Dave’s Killer Bread, which is owned by Flower Foods, has made a name for itself by identifying as a company co-founded by an ex-con. After serving 15 years in prison, Dave Dahl and his brother, Glenn, went to work in their parents’ decades-old bakery. The 2005 launch of Dave’s Killer Breads was a testament to Glenn looking past Dave’s criminal history, and they have kept that same open mind when it comes to their own hiring practices.
There are a number of potential perks for employers who decide to hire ex-criminals, in addition to the social impact they’re making. There is a good chance they will be a more loyal and dedicated worker because they are grateful for the job. It’s difficult for many ex-cons to find employment, so they’ll be more invested in the company that hires them because they want to keep that job. This also means they’ll be less likely to quit. If a company hires an ex-felon within one year of their release from prison, they may qualify for the Work Opportunity Tax Credit. It offers the employer up to $2,400 for each adult hired. This could all be advantageous to Flower Foods; in addition to the positive press they would likely receive.
Hiring ex-cons does come with it’s own set of risks. An employer may consider hiring non-violent offenders, but draw the line there. If female employees, for example, learned that a latest hire was convicted of sexual assault, it could negatively affect the work environment and productivity.
There also is the chance the employee will recess back to their criminal ways. Co-founder Dave Dahl experienced this firsthand in 2013 when he rammed multiple patrol cars in Washington County, Oregon, during a reported mental heath crisis. During the incident, Dahl injured 3 deputies, was tased and eventually arrested. He was later found guilty on all charges relating to the incident, except for insanity.

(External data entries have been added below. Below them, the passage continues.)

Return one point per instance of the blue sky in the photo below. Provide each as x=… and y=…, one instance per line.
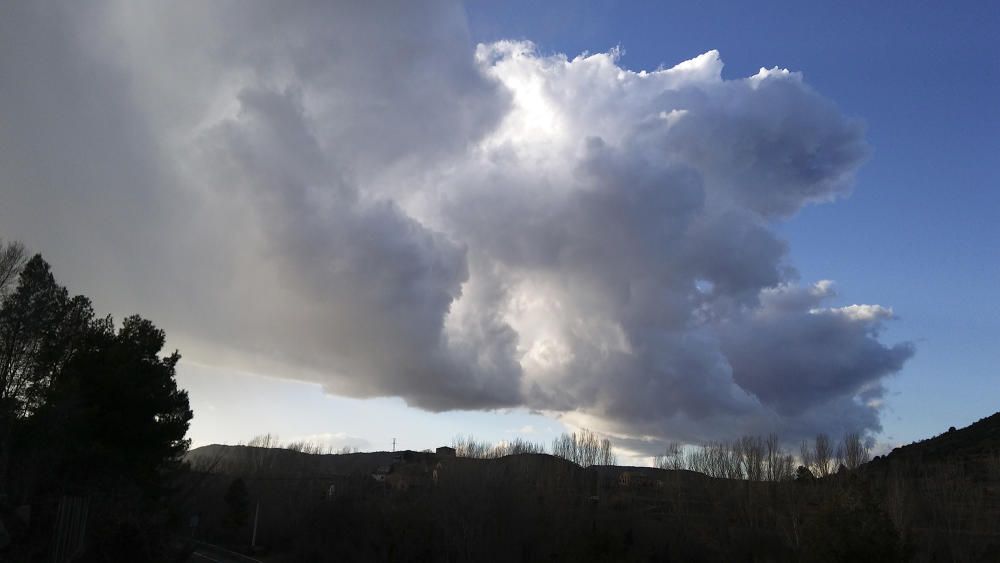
x=921, y=232
x=334, y=201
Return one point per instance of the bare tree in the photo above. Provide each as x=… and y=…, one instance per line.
x=855, y=451
x=823, y=455
x=806, y=455
x=671, y=458
x=751, y=455
x=13, y=256
x=585, y=449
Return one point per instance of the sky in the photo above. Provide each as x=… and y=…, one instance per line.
x=660, y=221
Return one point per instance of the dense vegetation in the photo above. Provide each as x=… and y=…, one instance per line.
x=91, y=422
x=538, y=507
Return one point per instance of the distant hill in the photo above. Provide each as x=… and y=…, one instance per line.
x=976, y=441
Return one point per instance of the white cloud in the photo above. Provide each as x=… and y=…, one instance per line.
x=353, y=193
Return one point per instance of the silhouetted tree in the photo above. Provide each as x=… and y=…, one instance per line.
x=237, y=503
x=87, y=409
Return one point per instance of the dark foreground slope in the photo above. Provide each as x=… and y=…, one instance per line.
x=933, y=501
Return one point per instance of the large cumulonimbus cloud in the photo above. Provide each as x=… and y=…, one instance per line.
x=353, y=193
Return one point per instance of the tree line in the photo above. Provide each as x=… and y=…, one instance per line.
x=89, y=410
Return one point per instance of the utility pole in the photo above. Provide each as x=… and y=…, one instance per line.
x=256, y=515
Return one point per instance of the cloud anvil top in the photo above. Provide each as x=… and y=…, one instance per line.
x=363, y=198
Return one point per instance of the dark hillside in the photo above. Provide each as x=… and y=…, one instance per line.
x=976, y=441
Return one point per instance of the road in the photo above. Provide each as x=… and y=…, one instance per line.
x=208, y=553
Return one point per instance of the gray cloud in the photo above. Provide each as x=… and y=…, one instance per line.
x=352, y=193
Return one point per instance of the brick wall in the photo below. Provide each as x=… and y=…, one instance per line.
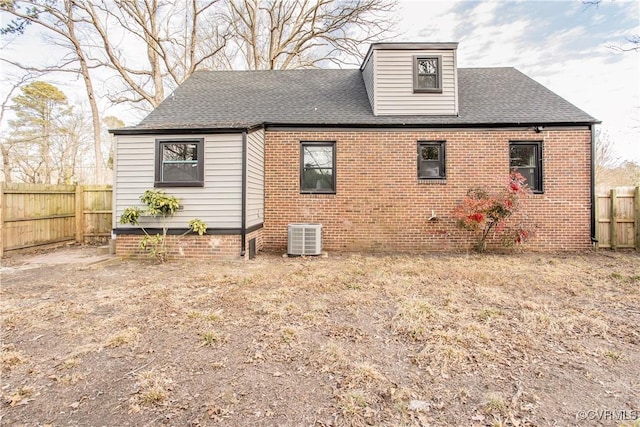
x=191, y=246
x=381, y=205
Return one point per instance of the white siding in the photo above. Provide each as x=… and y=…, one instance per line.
x=394, y=84
x=255, y=178
x=218, y=203
x=369, y=80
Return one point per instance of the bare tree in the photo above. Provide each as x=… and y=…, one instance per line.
x=282, y=34
x=60, y=20
x=176, y=37
x=6, y=141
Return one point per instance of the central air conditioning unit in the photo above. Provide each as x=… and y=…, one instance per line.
x=304, y=239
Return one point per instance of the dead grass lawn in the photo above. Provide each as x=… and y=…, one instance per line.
x=491, y=340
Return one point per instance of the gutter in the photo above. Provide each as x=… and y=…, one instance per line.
x=594, y=239
x=243, y=225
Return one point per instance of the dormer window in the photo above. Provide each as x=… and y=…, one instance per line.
x=427, y=74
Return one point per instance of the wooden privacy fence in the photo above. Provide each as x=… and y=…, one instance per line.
x=38, y=214
x=618, y=218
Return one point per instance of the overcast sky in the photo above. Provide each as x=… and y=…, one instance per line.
x=564, y=45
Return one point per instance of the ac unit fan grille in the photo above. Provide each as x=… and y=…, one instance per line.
x=304, y=239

Dave’ Killer Bread is not alone in hiring workers with a criminal past. Dr Pepper Snapple, Conagra, Campbell Soup, General Mills, Kroger, PepsiCo, Safeway and Tyson Foods, among others, all employ ex-criminals, according to the website jobsthathirefelons.org. This does not guarantee a position to an ex-con who applies, but rather that a company will look past certain criminal behavior if the applicant is right for the job.